# Toxic Comment Classification Challenge

This is my submission to the Toxic Comment Classification Challenge (https://www.kaggle.com/c/jigsaw-toxic-comment-classification-challenge/).   


# Data preprocessing

##### control the use of the gpu

In [1]:
import time

import os
os.environ["CUDA_DEVICE_ORDER"] = "PCI_BUS_ID"
os.environ["CUDA_VISIBLE_DEVICES"] = "3"

##### import libraries

In [2]:
import numpy as np
import pandas as pd

import random

import keras
from keras.preprocessing.text import Tokenizer
from keras.preprocessing.sequence import pad_sequences


  from ._conv import register_converters as _register_converters
Using TensorFlow backend.


## Read data

##### read data as dataframes with pandas

In [3]:
df_train = pd.read_table('data/train.csv',sep=',',header=0)
df_test = pd.read_table('data/test.csv',sep=',',header=0)
sample_submission = pd.read_table('data/sample_submission.csv',sep=',',header=0)

In [4]:
print("The training dataset contains",df_train.shape[0],"examples.")
print("The dataframe is composed of",df_train.shape[1],"columns:")
for i in range(len(df_train.columns)): print(df_train.columns[i])

The training dataset contains 159571 examples.
The dataframe is composed of 8 columns:
id
comment_text
toxic
severe_toxic
obscene
threat
insult
identity_hate


In [5]:
id_train = df_train['id']
x_train = df_train['comment_text']
y_train = df_train.iloc[:, 2:].values

id_test = df_test['id']
x_test = df_test['comment_text']

##### display some examples of comments

In [6]:
# select randomly some examples
examples = random.sample(range(x_train.shape[0]),3)

print(examples)
for ex in examples:
    print('Comment:  {}'.format(x_train[ex]))
    print('Labels:    {}'.format(y_train[ex]))
    print('\n')

[55964, 91486, 127653]
Comment:  And you'll be pleased to know that this article has now come back to life with some decent references.

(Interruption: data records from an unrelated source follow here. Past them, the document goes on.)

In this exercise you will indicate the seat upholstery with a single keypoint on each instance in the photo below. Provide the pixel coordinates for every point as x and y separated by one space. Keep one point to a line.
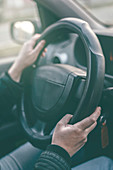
22 158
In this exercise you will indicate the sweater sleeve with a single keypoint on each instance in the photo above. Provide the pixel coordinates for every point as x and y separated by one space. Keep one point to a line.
54 158
9 92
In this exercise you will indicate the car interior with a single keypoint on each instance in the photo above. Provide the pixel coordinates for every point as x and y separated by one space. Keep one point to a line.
79 49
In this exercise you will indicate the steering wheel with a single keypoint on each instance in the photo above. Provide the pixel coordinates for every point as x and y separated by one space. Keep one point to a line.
53 90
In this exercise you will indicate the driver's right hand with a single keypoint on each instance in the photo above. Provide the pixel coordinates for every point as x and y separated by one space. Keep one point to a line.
73 137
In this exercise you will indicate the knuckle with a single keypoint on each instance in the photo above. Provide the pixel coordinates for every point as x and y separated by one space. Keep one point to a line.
85 140
78 130
83 136
59 124
92 119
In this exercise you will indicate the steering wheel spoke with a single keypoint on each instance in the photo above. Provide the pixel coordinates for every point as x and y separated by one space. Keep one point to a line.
53 89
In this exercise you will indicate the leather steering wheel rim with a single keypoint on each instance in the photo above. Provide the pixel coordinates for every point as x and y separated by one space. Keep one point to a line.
94 79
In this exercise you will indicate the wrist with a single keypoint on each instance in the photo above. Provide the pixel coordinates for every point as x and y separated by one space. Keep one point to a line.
15 72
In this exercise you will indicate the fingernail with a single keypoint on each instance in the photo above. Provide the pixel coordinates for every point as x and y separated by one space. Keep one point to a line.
43 41
99 108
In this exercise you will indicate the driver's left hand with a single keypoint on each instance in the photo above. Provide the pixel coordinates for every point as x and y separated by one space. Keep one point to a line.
26 57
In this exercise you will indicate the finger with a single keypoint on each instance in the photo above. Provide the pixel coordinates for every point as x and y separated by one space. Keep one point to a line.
35 38
38 48
45 50
87 122
43 54
96 114
65 120
88 130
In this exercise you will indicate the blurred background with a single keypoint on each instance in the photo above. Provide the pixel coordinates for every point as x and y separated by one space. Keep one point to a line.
11 10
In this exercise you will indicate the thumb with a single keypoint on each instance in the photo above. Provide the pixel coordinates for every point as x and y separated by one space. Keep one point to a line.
65 120
38 48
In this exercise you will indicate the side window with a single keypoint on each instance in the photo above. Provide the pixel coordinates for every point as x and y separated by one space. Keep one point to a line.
11 10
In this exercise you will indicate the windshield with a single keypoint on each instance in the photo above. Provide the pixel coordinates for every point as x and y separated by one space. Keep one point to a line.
101 9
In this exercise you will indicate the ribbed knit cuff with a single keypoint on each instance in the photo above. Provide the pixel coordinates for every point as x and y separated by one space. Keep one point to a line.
60 151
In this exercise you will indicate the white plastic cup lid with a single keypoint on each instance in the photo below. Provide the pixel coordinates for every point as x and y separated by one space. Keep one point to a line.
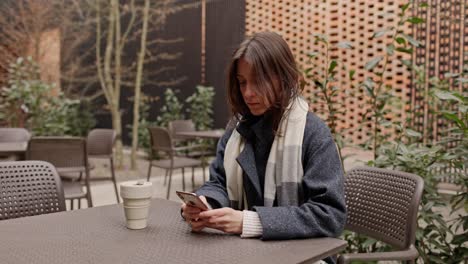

OIC and myself are in the middle of sourcing even more for it, so don't be suprised if it gets further expansion. This is us being a little spiteful towards a user who doesn't have a snowflakes chance in hell of getting the mop.  (talk)
Labels:    [1 0 0 0 0 0]


Comment:  No it's not. There are still several typos, and the overall writing could be better. ♬♩  (talk)
Labels:    [0 0 0 0 0 0]


Comment:  "
 Speedy deletion of ""27 Tricor Ave. New Paltz, NY 12561"" 

 A page you created, 27 Tricor Ave. New Paltz, NY 12561, has been tagged for deletion, as it meets one or more of the criteria for speedy deletion; specifically, it is nonsense or gibberish.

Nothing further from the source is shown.